BLBG:Dollar Gains Before Housing Data As Stocks Fluctuate
The dollar strengthened before a report that will probably show the U.S. housing market is stabilizing. U.S. stock-index futures and European equities were little changed, while emerging-market shares fell for a second day as foreign investment in China dropped to a two-year low.
The dollar appreciated against most of its 16 major peers, gaining 0.4 percent versus the yen at 7:25 a.m. in New York. The pound rallied after U.K. retail sales unexpectedly rose. Standard & Poor’s 500 Index futures added 0.2 percent. The Stoxx Europe 600 Index (SXXP) slipped less than 0.1 percent, with the number of shares changing hands 27 percent lower than the 30-day average. The MSCI Emerging Markets Index (MXEF) fell 0.1 percent. Wheat jumped 1.7 percent.
New home construction in the U.S. probably held near a four-year high, economists said before the Commerce Department report today. Federal Reserve Bank of Dallas President Richard Fisher said yesterday the economy probably won’t lapse into a recession in 2013 and that new stimulus won’t spur growth. China reported foreign direct investment fell for the eighth time in nine months, while a person familiar with the matter said Spain is about to get an emergency disbursement from a 100 billion- euro ($123 billion) bailout package.
“We’re bullish on the dollar,” Lee Hardman, a foreign- exchange strategist at Bank of Tokyo-Mitsubishi UFJ Ltd., said in an interview. “We are anticipating the crisis in Europe will further escalate and not convinced by the so-called plans to ease the debt crisis. I don’t think the Fed is in a rush to implement” more stimulus, he said.
The yen weakened against all 16 major counterparts, and euro declined 0.1 percent to $1.2282.
Pound Gains
The pound strengthened 0.1 percent against the dollar after weakening as much as 0.3 percent. Retail sales including auto fuel gained 0.3 percent in July, compared with a 0.1 percent decline predicted by the media estimate of 22 economists in a Bloomberg survey.
The yield on Spain’s 10-year bonds fell for a fourth day, losing three basis points to 6.61 percent. The rate on benchmark German bunds dropped two basis points to 1.55 percent, while the yield on similar-maturity Italian bonds rose eight basis points.
European telecommunications companies posted the biggest drop of the 19 industries in the Stoxx 600 as Telekom Austria NV tumbled 5.1 percent. The phone company that is partly owned by Carlos Slim’s America Movil SAB cut its profit and sales forecast for 2012. Novozymes A/S (NZYMB) jumped 2.5 percent after reporting second-quarter net income that exceeded analysts’ estimates.
Housing Starts
The gain in U.S. index futures indicated the S&P 500 will extend yesterday 0.1 percent advance. Builders broke ground on 756,000 houses at an annual rate, according to the median estimate of 79 economists surveyed by Bloomberg News. June’s 760,000 pace was the highest since October 2008.

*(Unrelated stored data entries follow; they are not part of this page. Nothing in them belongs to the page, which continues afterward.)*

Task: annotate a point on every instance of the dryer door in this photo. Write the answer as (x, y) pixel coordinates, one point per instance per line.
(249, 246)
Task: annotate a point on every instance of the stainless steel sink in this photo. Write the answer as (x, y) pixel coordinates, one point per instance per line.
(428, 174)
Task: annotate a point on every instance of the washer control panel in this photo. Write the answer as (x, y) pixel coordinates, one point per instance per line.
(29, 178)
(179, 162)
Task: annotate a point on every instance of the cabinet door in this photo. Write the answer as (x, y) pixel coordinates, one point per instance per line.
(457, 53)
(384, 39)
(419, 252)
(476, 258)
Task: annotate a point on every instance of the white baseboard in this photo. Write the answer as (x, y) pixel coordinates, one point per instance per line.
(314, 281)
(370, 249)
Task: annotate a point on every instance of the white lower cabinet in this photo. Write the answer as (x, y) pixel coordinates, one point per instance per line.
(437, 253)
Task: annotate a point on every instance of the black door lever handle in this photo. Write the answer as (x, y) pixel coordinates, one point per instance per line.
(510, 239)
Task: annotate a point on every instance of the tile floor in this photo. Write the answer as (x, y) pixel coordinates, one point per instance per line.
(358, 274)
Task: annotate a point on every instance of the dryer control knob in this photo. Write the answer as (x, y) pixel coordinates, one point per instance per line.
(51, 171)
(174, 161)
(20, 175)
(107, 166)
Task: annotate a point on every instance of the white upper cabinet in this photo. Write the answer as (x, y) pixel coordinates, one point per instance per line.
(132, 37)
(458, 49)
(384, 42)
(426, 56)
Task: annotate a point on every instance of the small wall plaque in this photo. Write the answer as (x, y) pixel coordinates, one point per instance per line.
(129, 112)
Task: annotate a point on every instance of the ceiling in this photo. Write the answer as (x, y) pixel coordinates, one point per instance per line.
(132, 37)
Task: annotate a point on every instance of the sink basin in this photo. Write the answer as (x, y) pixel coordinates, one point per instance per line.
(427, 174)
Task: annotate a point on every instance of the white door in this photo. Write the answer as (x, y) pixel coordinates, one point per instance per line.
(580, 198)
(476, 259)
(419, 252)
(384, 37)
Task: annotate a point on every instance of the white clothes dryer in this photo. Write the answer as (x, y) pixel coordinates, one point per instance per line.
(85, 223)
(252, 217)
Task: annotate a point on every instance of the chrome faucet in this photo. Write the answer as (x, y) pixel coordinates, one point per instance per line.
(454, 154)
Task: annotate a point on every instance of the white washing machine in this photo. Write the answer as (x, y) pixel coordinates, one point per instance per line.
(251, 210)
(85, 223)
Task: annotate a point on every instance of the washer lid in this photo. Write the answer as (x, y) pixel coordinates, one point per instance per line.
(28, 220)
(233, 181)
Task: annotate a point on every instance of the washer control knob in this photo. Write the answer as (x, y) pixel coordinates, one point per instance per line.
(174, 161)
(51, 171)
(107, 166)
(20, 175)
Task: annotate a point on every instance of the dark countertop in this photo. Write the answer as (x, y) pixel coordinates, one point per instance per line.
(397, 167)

Other reports may show manufacturing in the Philadelphia area shrank in August and claims for unemployment benefits were little changed last week.
Cisco Systems Inc. (CSCO) surged 5.5 percent in pre-market trading as the biggest maker of computer-networking equipment reported quarterly profit and sales that beat analysts’ projections. Wal- Mart Stores Inc. dropped 2.7 percent. The company reported second-quarter earnings per share of $1.18, compared with $1.17 in a Bloomberg survey of analysts.
Wheat gained for a second day on speculation that demand will increase for U.S. and European grains as dry weather reduces supplies in Russia. Farmers in Russia, the world’s third biggest wheat exporter last season, have harvested 27.9 million metric tons of the grain so far this year, 17 percent less than in 2011, as yields declined, the country’s Agriculture Ministry said today.
Arabica coffee was down the most, at 1 percent, and zinc declined 0.7 percent. Copper rose 0.3 percent in London.
The Shanghai Composite Index slid 0.3 percent after the smallest inflow of foreign direct investment since July 2010. India’s Sensex lost 0.4 percent, while Russia’s Micex Index added less than 0.1 percent.